As Jonze examines it in the film, "intelligence" — nature or artificial — is about understanding and adaptation, adaptation means change and choice, and all of it implies thought and contemplation. Samantha's very existence — whether visible or not — brings that home powerfully.
Johansson certainly represented something specific for the director. Jonze first cast and shot the movie with Samantha Morton as "Her," only to recast with Johansson and then reshoot the scenes with Phoenix. It seems that her — whether Morton or Johansson — performance affected his.
There were other performances that caught my attention this year that we also didn't see but which certainly factored in to the success of their films.
Physically what we see in Peter Jackson's film is a fierce fire-breathing dragon, devilish eyes, tail switching, belly glowing. Not a single scale is Cumberbatch's doing. But the fire in Smaug's belly? It would have no meaning without the menace that slithers into the actor's voice. When Smaug speaks, the sound curls around you like smoke — insinuating, sneering, scathing.
And, oh, what a voice. Smaug sounds not a bit like Sherlock Holmes in the BBC series, or "Star Trek's" Khan, or "12 Years a Slave's" Ford, or "August: Osage County's" Little Charlie, or "The Fifth Estate's" Julian Assange. Same actor, different sense, sensibility — and sound — for each.

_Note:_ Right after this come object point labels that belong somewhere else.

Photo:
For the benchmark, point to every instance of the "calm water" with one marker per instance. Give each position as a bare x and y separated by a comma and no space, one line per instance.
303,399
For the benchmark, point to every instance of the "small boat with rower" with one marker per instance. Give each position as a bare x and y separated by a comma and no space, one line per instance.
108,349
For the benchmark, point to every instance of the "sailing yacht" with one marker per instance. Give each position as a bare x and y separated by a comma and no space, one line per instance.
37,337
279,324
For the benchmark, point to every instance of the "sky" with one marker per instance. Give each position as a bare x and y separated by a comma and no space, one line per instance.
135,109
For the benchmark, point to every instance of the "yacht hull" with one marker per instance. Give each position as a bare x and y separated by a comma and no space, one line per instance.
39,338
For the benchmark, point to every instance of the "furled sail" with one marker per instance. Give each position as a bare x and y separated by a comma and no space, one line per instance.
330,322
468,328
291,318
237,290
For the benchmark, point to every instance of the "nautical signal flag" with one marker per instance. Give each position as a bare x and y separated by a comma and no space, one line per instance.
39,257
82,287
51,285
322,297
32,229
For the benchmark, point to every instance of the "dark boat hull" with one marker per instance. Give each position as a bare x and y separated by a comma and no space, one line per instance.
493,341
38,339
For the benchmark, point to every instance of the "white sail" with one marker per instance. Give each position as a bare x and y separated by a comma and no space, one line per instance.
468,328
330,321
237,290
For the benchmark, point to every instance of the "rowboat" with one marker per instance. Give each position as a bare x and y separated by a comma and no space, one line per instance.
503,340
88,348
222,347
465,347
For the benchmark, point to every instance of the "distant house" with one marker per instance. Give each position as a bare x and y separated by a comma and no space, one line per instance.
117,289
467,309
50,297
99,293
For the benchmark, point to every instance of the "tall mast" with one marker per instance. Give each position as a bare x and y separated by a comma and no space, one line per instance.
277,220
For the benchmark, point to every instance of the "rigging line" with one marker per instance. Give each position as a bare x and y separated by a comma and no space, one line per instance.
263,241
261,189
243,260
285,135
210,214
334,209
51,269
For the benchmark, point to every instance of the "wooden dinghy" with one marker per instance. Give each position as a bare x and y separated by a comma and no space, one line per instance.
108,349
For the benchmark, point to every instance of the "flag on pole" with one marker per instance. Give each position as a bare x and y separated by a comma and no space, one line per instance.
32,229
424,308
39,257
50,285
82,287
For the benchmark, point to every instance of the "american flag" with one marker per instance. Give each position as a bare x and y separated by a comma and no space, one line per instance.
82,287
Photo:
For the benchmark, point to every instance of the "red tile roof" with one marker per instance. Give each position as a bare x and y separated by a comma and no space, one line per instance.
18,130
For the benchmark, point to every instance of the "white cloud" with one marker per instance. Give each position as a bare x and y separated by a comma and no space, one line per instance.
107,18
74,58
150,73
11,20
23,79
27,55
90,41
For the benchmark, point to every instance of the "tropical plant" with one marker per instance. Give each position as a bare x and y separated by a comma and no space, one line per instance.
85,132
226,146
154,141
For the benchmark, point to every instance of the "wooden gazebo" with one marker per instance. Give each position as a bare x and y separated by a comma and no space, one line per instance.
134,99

Let me not forget Josh Gad. His is the voice behind the charmingly comic innocent Olaf in Disney's animated "Frozen." If you were to see Gad in the flesh, he is nothing like Olaf. No snow, no buck teeth, no bald pate. But Olaf would not be Olaf, not as lovable, not as forgivable, without Gad's warm self-deprecation.
The time seems right for a serious reconsideration of what defines a performance, whether flesh and bone is a requirement. After all, technology is not going away, it's only going to get more sophisticated, pushing filmmakers and actors into new territory. Shouldn't we celebrate the risk-takers willing to go there first?
What about motion-capture? An actor in front of a green screen, sensors transmitting his movement into a computer that builds the image we see. "Avatar's" Na'vi would have been nothing without it, or certainly not the stunning blue creatures they were. Is that acting because we can see it? Or because of its effect? Or some amalgam of both?
Let me leave you with this. What I experienced from these three exemplary actors was something tangible. Something real. Something noteworthy. So until Hollywood sorts it out, consider this my awards for the best disembodied performances of the year.
The gold for best unseen intelligent being goes to Scarlett Johansson for "Her." The prize for stellar villainous vocalizations belongs to Benedict Cumberbatch for Smaug. And the winner of the finest inner-voice of a comically cartoon character is Josh Gad, hands down.